My worry goes beyond money and fire. It’s the public schools being closed over fire incidents.

It is not the private or international schools. It’s the schools patronised by Kenya’s hoi polloi, the disadvantaged members of the society. By burning schools to go home, they are making their precarious position worse.

The time lost and anxieties will wear the student. Add the cost of repairing the schools and bus fare amidst Covid-19. After school, they can give the excuse “our school got burned.” But the world has no time for excuses. One wishes each grade in every subject is qualified with an excuse. We should however not shy away from the realities of public boarding schools.

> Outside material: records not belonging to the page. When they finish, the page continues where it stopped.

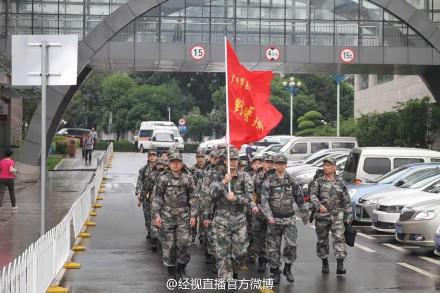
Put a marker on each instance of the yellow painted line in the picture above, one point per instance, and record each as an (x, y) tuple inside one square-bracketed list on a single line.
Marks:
[(431, 260), (366, 236), (364, 248), (418, 270), (395, 247), (57, 290)]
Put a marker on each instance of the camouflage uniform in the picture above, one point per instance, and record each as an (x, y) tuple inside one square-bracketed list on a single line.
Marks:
[(154, 179), (198, 174), (280, 197), (175, 201), (259, 222), (143, 188), (334, 196), (229, 223), (214, 173)]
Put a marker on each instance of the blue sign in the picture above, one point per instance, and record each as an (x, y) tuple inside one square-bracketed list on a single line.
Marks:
[(182, 129)]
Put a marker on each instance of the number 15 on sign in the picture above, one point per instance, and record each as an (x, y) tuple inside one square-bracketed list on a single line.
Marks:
[(197, 52)]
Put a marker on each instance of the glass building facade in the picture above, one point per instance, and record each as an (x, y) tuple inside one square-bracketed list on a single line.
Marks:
[(276, 22)]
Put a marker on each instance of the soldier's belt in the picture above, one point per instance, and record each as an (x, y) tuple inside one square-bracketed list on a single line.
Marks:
[(231, 209), (178, 205), (283, 215)]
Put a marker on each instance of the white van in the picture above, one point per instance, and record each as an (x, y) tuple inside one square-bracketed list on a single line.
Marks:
[(369, 163), (299, 148), (146, 132)]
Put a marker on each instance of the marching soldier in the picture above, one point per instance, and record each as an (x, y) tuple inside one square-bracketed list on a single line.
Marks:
[(244, 165), (329, 197), (229, 223), (279, 198), (160, 169), (175, 208), (259, 223), (198, 172), (143, 189), (215, 173), (256, 163)]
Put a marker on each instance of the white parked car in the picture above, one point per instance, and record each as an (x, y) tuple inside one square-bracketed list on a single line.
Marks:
[(388, 212), (211, 144), (161, 139)]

They are overcrowded, courtesy of 100 per cent transition and the firm belief that boarding schools do better than day schools.

We lost a golden opportunity to build new schools during the nine months of Covid-19 induced closure. Such overcrowding breed discontent and homesickness.

We have mega projects like Lamu Port, Nairobi Expressway and the Standard Gauge Railway. It’s time we have a mega project on education infrastructure. We also need to cap the size of schools.

My suggestion is 1,000 to 1,200 students per school.

Put any species under crowded conditions and the worst of its character will come out. That’s why we need to upgrade slums.

The marathon schooling devoid of extracurricular activities amidst Covid-19 is another powder keg. Some schools, particularly in urban areas have no space for co-curricular activities. I always wonder why we can’t get extra space for schools the same way we get it for roads.

What is so special about cars compared with our children? When did you hear of land compensation for building schools?

The traditional discipline meted out by parents and teachers was curtailed by law and replaced with counselling which is often mixed with religion. Students perceive that as appeasement.

By giving them a half-term, we have appeased them more. Will the arsonists have their day in court?

We saw all this coming, we wanted to be modern. We never thought of unintended consequences.

I can predict that soon, the Teachers Service Commission will find it hard to get teachers.

Two classes of Kenya now have their total freedom - politicians and students. These two further worry me and keep me awake at night. One is that such indiscipline will widen the class fissures that characterise our society beyond dynasty and hustlers.

The children from humble or poor backgrounds can be characterised as indisciplined, even out to burn dorms.

If the Directorate of Criminal Investigations (DCI) makes good its threat to keep indiscipline records for the students, their goose is cooked. Employers could demand such records before employment. But I can bet a “cleaning industry” will emerge.

Imagine an A student denied a job over indiscipline in school? Two is that our students compete with students from the rest of the world. They compete for jobs in big organisations, companies and entrepreneurship.

Who will head the United Nations, International Monetary Fund, World Bank, East African Community, Coca Cola, Google, Apple among others?

Great companies are willing to hire the best brains and are least bothered by where you come from.

They do not think like our counties. Check who heads Google? Who is the next head of Barclays?

We don’t seem bothered that while students in other parts of the world are preparing to be future leaders, we are preparing our students to go home. Few appreciate the government’s effort to save a whole year of earnings for our children.

In other parts of the world, students are learning how to exploit ideas at the frontiers of knowledge from nanotechnology to quantum computing, gene editing, or artificial intelligence. We are learning how to stop fires.

Bill Gates was one year older than our Form 4s when he started Microsoft. The counterparts to our students in other countries will employ them or sell goods and services to them at premium prices. We shall boast that we can afford them! Our students should focus on the future not burning it.

If you think of the long-term consequences of dorm fires, you would not post those video clips or list the schools burning dorms.

We must not create a lost generation. We should have BBI type of meetings to address school fires and a restless generation that will not leave this country as adults.